Tiger Woods Set to Play the PNC Championship With His Son
Last week, Tiger Woods was emphatic that he would never again be a full-time player on the PGA Tour because of the serious leg injuries he sustained in a high-speed car crash in February. But Woods conceded that he could “play a round here and there,” which he called, “a little hit and giggle.”
Woods is not waiting long to make an informal, and public, return to a golf course. On Wednesday, he announced he would play in a family team tournament with his son, Charlie, on Dec. 18 and 19. The event, the PNC Championship, has a small limited field — it was once called a father/son tournament — and will be contested at the Ritz-Carlton Golf Club in Orlando, Fla.
“Although it’s been a long and challenging year,” Woods, whose doctors considered amputating his right leg 10 months ago, wrote on Twitter Wednesday. “I’m very excited to close it out by competing at the @PNC Championship with my son Charlie. I’m playing as a Dad and couldn’t be more excited and proud.”
Woods, who turns 46 on Dec. 30, has not played in a tournament of any kind since he entered the 2020 PNC Championship with Charlie, who is now 12, roughly a year ago. The duo finished seventh. Shortly afterward, Woods had a fifth back surgery that sidelined him for the next few months.
The PNC Championship’s 36-hole team format should make it easier for Woods to avoid placing too much stress on his lower right leg, which was reconstructed by doctors using a rod, screws and pins during emergency surgery following his crash outside Los Angeles on Feb. 23. Each player in a pairing will begin a hole by hitting from the tee and players will then pick which tee shot is most advantageous to play. Both players hit a second shot from that spot, a process that is repeated until the hole is finished.
Importantly for Woods, there will be only two 18-hole rounds rather than the usual four rounds on the PGA Tour and players can use golf carts driven within a few feet of a player’s ball. On the tour, golfers are required to walk.
The players will also play from different sets of tees, which means Charlie Woods will play from the forward tees and often make his father’s tee shots, which will be struck from much farther away, unnecessary. While Tiger Woods was hitting golf balls at a practice range during last week’s World Hero Challenge, a PGA Tour event he hosted in the Bahamas, he also made several jokes about how his shots were traveling about half the distance they once did because he lacked strength and the nerves in his right leg were diminished. From 2018 to 2020, Woods averaged about 299 yards in driving distance during tour events.
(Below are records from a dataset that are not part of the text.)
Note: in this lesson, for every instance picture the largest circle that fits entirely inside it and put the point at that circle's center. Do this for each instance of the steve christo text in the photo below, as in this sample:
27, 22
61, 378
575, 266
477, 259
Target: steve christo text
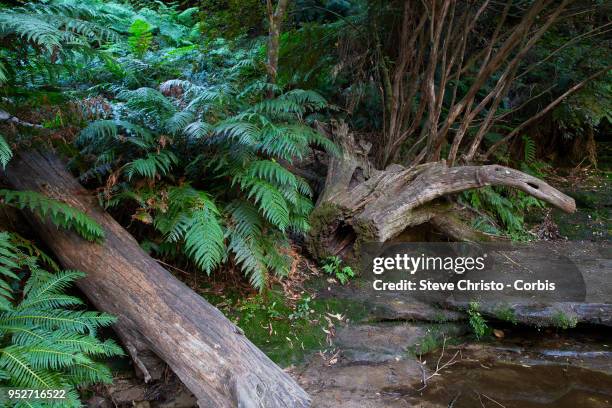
463, 285
412, 264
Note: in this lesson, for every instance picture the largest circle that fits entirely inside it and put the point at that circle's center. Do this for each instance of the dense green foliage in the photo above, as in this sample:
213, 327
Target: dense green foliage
48, 342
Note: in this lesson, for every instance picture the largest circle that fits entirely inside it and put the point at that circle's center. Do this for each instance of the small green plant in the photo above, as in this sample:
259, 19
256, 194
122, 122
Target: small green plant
564, 321
477, 322
140, 38
506, 313
302, 309
333, 266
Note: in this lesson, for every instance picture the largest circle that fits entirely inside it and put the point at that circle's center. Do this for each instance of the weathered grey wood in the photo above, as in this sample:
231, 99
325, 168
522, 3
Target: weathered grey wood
156, 311
360, 203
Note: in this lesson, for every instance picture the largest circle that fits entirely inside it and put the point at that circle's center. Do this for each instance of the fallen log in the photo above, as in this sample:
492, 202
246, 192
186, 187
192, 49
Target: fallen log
362, 204
156, 312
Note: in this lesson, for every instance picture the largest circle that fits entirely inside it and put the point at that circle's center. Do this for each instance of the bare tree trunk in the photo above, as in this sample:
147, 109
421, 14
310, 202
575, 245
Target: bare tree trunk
275, 20
156, 312
361, 204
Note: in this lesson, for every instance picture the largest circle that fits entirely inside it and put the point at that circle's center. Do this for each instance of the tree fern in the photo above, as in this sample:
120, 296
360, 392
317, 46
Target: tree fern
140, 37
46, 342
6, 153
230, 200
152, 165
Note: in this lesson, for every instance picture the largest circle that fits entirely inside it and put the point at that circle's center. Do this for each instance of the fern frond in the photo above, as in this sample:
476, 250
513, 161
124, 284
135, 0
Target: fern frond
58, 213
151, 166
269, 200
6, 153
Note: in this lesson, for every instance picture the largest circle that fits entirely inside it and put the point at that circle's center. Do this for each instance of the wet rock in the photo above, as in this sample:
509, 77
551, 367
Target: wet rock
377, 342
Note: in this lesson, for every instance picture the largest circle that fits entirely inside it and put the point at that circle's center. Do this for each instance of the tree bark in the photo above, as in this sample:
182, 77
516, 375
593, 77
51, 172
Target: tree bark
275, 19
362, 204
156, 312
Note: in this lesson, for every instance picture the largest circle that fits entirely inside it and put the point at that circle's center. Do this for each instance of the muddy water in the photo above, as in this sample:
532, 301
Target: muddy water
468, 384
526, 370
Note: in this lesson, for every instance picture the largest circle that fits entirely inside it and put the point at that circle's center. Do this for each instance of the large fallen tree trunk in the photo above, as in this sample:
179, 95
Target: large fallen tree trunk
362, 204
155, 310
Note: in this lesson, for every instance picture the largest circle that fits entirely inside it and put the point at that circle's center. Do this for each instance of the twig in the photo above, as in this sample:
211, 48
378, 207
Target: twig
492, 400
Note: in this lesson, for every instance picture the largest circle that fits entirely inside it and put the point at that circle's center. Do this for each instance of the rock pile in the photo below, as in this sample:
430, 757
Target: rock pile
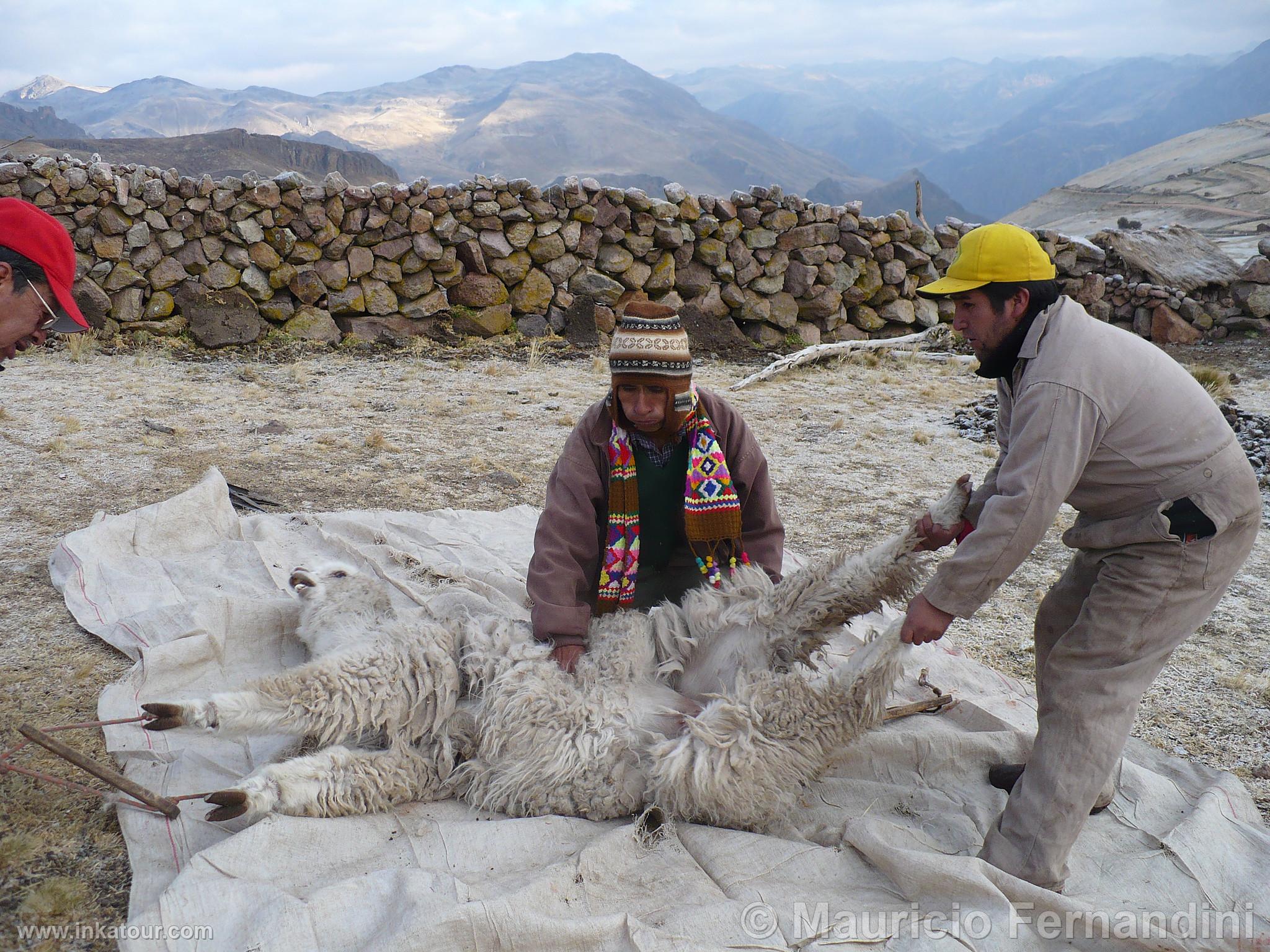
238, 258
1253, 431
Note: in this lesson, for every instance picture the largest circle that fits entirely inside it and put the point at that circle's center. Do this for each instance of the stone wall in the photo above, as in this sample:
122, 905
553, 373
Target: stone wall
234, 259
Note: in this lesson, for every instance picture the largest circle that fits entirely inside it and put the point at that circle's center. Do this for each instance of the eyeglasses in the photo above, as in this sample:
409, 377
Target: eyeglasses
52, 315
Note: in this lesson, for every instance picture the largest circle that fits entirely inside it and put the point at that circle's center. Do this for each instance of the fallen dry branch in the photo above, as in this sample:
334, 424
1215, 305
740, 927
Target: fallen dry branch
148, 799
819, 352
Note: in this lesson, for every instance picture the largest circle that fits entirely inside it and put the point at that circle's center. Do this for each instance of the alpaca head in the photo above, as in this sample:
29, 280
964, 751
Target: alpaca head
338, 587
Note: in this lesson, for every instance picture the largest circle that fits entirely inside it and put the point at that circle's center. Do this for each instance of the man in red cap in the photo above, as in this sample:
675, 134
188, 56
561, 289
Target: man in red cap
37, 271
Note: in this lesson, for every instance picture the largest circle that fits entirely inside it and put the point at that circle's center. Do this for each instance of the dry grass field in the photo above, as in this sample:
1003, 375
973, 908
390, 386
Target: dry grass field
854, 447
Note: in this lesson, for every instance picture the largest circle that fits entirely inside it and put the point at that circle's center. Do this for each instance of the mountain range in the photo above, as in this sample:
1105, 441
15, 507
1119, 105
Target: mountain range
995, 135
588, 113
988, 138
1214, 180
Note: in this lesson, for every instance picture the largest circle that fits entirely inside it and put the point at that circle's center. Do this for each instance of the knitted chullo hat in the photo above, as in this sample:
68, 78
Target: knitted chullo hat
651, 347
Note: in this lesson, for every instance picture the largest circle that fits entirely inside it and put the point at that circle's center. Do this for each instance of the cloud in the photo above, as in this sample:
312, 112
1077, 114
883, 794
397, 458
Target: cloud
319, 45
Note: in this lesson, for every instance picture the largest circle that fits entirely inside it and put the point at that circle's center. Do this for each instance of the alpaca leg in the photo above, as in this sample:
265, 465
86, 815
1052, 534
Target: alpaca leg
338, 781
229, 712
849, 584
744, 758
331, 699
235, 712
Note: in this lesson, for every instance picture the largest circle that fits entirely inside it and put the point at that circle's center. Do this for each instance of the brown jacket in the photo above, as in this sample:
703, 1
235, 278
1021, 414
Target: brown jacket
1101, 419
568, 545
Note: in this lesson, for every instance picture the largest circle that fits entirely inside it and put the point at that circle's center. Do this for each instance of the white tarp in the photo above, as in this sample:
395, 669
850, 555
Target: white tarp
197, 594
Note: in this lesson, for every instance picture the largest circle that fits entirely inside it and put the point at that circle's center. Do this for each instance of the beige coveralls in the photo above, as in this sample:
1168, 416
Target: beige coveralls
1099, 418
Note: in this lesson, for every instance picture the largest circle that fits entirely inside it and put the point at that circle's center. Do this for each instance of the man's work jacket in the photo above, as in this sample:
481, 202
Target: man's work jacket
1101, 419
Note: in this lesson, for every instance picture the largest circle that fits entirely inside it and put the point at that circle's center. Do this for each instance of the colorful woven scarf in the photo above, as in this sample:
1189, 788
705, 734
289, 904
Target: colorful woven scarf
711, 512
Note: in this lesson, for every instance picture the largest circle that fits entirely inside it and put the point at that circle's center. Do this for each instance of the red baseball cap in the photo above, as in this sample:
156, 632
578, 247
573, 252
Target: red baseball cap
37, 235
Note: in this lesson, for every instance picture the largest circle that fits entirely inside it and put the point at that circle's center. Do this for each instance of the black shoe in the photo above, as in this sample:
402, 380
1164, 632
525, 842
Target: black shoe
1006, 776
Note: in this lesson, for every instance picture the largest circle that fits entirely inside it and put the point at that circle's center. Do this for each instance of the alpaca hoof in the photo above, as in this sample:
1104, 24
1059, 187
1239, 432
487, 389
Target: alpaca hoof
948, 511
166, 716
229, 804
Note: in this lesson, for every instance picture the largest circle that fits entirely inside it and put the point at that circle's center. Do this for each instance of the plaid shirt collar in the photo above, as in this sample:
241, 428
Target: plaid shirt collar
659, 455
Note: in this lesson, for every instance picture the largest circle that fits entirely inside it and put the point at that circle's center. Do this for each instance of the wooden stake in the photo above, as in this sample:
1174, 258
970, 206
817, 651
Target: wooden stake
921, 218
118, 781
821, 352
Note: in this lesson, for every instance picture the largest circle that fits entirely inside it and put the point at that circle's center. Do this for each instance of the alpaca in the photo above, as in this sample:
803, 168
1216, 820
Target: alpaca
704, 708
694, 707
374, 678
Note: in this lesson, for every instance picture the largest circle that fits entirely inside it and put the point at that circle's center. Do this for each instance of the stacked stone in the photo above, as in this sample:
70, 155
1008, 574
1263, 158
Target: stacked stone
235, 258
1100, 281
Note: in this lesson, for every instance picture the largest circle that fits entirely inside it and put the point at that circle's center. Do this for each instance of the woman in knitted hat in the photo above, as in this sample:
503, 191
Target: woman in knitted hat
660, 488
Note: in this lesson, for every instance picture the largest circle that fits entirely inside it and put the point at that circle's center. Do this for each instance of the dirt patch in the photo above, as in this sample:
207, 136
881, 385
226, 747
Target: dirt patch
854, 448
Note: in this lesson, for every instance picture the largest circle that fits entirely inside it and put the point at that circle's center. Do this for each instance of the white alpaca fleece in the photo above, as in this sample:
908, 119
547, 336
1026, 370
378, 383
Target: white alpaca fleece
709, 708
374, 679
629, 729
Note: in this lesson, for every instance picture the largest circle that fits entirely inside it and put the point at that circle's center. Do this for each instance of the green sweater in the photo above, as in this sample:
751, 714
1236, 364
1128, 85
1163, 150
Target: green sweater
660, 506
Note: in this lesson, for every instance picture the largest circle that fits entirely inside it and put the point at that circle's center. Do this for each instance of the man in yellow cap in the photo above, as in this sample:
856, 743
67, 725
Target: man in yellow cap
1168, 512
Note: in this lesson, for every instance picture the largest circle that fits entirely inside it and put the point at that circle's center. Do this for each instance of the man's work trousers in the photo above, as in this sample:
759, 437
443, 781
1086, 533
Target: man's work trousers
1104, 632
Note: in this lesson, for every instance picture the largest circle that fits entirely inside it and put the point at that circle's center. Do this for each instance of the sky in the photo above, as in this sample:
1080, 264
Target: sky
319, 45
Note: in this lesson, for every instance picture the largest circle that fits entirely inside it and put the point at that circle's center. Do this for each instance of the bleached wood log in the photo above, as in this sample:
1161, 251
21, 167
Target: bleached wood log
819, 352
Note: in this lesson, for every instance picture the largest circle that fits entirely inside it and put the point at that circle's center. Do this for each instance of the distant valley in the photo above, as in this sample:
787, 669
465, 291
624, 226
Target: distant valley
987, 140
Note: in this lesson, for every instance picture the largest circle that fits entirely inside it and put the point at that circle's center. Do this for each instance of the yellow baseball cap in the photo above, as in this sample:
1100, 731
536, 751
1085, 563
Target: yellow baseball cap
993, 253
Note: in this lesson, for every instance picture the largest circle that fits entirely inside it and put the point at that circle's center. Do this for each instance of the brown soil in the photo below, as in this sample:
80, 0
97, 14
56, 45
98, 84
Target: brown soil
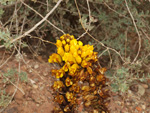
36, 95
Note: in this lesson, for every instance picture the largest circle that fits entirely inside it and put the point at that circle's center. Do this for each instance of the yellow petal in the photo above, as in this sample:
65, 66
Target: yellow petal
67, 48
78, 59
60, 51
58, 43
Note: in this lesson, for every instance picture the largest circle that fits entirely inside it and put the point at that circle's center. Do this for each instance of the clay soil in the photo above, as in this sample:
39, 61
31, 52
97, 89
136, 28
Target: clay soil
35, 96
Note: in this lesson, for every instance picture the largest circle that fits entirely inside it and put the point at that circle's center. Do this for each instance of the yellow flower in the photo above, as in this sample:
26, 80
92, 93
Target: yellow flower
67, 48
89, 69
67, 40
73, 69
68, 82
66, 66
75, 87
69, 96
58, 43
59, 73
59, 98
60, 51
85, 88
73, 42
80, 43
63, 42
68, 58
62, 37
78, 59
87, 50
100, 78
67, 109
54, 58
73, 49
58, 85
84, 63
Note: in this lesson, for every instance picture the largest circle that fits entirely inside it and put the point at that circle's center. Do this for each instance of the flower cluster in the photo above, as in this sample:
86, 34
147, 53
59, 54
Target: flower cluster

In last year’s PNC Championship, Woods sometimes had his son hit first — from tees that could be dozens of yards closer to the hole — and if Charlie’s tee shot was well-positioned on or near the fairway, Woods did not bother hitting his tee shot. The format, known as a scramble, could conceivably put Woods in a position to primarily hit less physically demanding shots struck with irons, wedges and a putter throughout his rounds. The format would also permit Woods to decline hitting any shots from a challenging, uneven lie or from daunting terrain that might put added force on his right leg.
NBC will televise both rounds of the PNC Championship.
Woods’s appearance on a golf course next week will likely spawn conversations about when he might return to the PGA Tour. The Masters Tournament, which he has won five times, is only four months away. But last week Woods cautioned against speculation about when, or if, he will return to elite competitive golf.
“I haven’t proven it to myself that I can do it,” Woods, who has won 15 major golf championships, said. “I can play a par-3 course and I can hit a few shots. I can chip and putt, but we’re talking about going out there and playing against the world’s best on the most difficult golf courses under the most difficult conditions.
“I’m so far from that. I have a long way to go to get to that point. I haven’t decided whether or not I want to get to that point. I’ve got to get my leg to a point where that decision can be made.”
Last year, however, Woods talked repeatedly about how much it meant to him to be able to play with Charlie.
“We can do this together for a lifetime,” Woods, who was taught the game by his father, Earl, who died in 2006, said. “I like the thought of having that opportunity to play with him for as long as I live.”
Several of Woods’s colleagues from the PGA Tour in the previous 25 years will join him in next week’s field, including his good friend Justin Thomas and his father and coach Mike Thomas; Jim Furyk and his son, Tanner; Henrik Stenson and his son, Karl; and the multiple major champion turned broadcaster Nick Faldo and his son, Matthew. Nelly Korda, the world’s top-ranked women’s golfer, will also make her debut in the event playing with her father, Petr.